For some imaging practices and radiology departments, adopting a patient communications model built on empathy and a personalized approach ranks among key patient-centered radiology strategies. “This is a building block,” says Mark S. Lerner, RT, division director of radiological operations at George Washington University Hospital in Washington, D.C. “It’s impossible to be at all patient-centered without breaking out of the mold where patients are regarded as ‘the chest x-ray,’ ‘the CT of the liver’ or similar.”

Lerner’s department employs the AIDET healthcare communication framework developed by Studer Group. AIDET stands for “acknowledge,” “introduce,” “duration,” “explanation,” and “thank you.” In accordance with the framework, technologists greet each patient by name, making eye contact and acknowledging any family members or friends in the room. Staff members then introduce themselves and cite their skill set, professional certification and experience, telling the patient the duration of the imaging exam and how much time will elapse before a physician arrives or an update is provided. Next comes a step-by-step explanation of the imaging procedure and what to expect as it occurs, followed by thanking the patient for choosing the facility and thanking the family members or friends for offering their support.

To “signal to patients that they are in a value-based department,” Lerner continues, technologists and other staff utilize an AIDET add-on known as “AIDET Plus-The Promise” when introducing themselves. This involves looking the patient in the eye and saying, “I’m going to take excellent care of you today.”

Taking patients’ individual circumstances into consideration is another iteration of the personalization strategy, according to Jason N. Itri, MD, PhD, assistant professor in the radiology and medical imaging department at the University of Virginia Health System in Charlottesville. Itri explains that his department has configured its technology to prioritize the reading of studies based on such factors as the timing of patients’ appointments with their physicians. For example, if a patient has just undergone an imaging procedure and is scheduled to see his or her physician in two hours, that study would be bumped ahead of others in the queue to accommodate the patient.

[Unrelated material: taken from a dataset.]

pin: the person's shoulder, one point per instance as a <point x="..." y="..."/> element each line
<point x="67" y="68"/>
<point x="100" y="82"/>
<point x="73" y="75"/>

“Timely access to reports figures very significantly into patient satisfaction,” Itri says. “No patient is going to be happy if a report isn’t available when it is needed—and being patient-centered in our strategies means making allowances for personal requirements.” A scheduling application that integrates with imaging equipment and reportedly makes it easier to handle requests for imaging appointment changes is currently being tested, Itri adds.